Niby każdemu można pomóc. Ważne aby ten ktoś chciał pomocy i współpracował z pomagaczem. Proste prawda?

No właśnie ostatnio nurtuje mnie jedna kwestia. A co jeśli osoba która potrzebuje pomocy, sama do końca nie wie, jakie są jej motywacje, co nią powoduje, czego oczekuje - mówiąc wprost: O co jej chodzi tak na prawdę.

Możecie myśleć różnie, ale z mojej perspektywy, to spory problem, tak dla pomagacza jak i dla osoby która pomoc chce (a na prawdę chce) otrzymać.

No bo przecież, nie ma nic łatwiejszego aby się otworzyć, przyznać do błędów, poddać się pokucie, przeżyć karę i otrzymać wybaczenie, oraz wsparcie by wytrwać na "nowej" drodze. No chyba że okłamywaliśmy siebie tak długo,  tworzyliśmy iluzje wokół siebie od tak dawna że nie tylko doszliśmy do mistrzostwa w łudzeniu innych, ale i udało nam się omamić i zwieść siebie. I tak, nasza szczerość może być narzędziem do realizacji nieuświadomionych potrzeb  np. uwagi czy bycia ważnym. Uczucia które dla innych stanowi katarzis, nam nic nie dają i na dłuższą metę stają się kolejnym elementem piętrowej fikcji w której żyjemy i w którą wikłamy innych.

Kłamiemy od tak dawna i tak wytrwale, ze już nie wiem co jest prawą. Co jest naszą prawdziwą potrzebą a co wdrukowanym czy przejętym od innych pomysłem na kierunek działań.

Podążamy z innymi i działamy napędzani często odruchami stadnymi. Nie pochłania nas refleksja nad tym co dalej i jakie będą dalekosiężne konsekwencje naszych czynów i decyzji. Nie potrafimy odwlec gratyfikacji, jak małe dzieci które wolą natychmiast otrzymać cukierka niż poczekać chwilę i dostać ich więcej.
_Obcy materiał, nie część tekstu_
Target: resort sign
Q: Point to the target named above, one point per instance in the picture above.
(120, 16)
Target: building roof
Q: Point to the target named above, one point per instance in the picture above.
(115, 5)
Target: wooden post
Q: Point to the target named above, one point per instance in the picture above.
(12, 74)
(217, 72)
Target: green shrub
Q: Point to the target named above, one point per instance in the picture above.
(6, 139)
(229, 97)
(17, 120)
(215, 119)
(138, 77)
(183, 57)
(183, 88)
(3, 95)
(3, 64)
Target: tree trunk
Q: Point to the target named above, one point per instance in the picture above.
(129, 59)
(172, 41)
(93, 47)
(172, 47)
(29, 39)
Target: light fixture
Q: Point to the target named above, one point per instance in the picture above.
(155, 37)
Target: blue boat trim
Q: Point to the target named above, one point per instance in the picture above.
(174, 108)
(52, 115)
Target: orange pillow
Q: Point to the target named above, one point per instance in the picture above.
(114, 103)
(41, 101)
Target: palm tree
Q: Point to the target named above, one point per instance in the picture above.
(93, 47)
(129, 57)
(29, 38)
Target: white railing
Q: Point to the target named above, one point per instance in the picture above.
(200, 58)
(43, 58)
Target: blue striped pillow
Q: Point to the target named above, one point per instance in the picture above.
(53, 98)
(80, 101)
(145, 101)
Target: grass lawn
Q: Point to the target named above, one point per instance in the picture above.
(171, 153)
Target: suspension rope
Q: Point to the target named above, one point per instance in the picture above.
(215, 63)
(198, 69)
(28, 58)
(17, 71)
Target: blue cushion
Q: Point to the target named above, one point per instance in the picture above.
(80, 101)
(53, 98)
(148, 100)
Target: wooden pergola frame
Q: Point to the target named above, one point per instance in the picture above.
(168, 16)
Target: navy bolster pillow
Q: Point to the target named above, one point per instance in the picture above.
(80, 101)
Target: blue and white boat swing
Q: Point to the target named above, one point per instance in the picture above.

Tak też jest z emocjami i uczuciami - wyrażamy jest szybko i wyraźnie, bo chcemy aby inni je widzieli i prawidłowo tzn. zgodnie z naszymi intencjami je odczytywali, ale z czasem gubimy się w grach pozorów, półprawd i niedopowiedzeń. JA realne od idealnego JA, oddaliło się tak bardzo że to pierwsze nie wiemy nawet czy kiedykolwiek wiedzieliśmy ani jak wygląda, natomiast to drugie jest nam obce bo składa się z oczekiwań i pragnień innych.

Jeśli więc chcecie pomocy, to jak najbardziej, zawsze jest ta właściwa chwila aby o nią po prosić. Zawsze warto postawić, chociaż najmniejszy krok, na drodze ku lepszemu jutru - bez względu na to czy od początku wiemy dokąd zmierzamy. Jeśli czujemy że coś jest nie tak, szukajmy pomocy, wsparcia, zamiany. Może w trakcie całego procesu uda nam się dojść do setna i to co do tej pory ukrywaliśmy przed samym sobą, teraz otworzy się przed nami ze wszelkim dobrodziejstwem i przekleństwem jakie w sobie ukrywa.

Bez względu na motywacje - szukajmy usprawnień i pooprawiajmy nasze życie. Do puki nie krzywdzimy innych i siebie.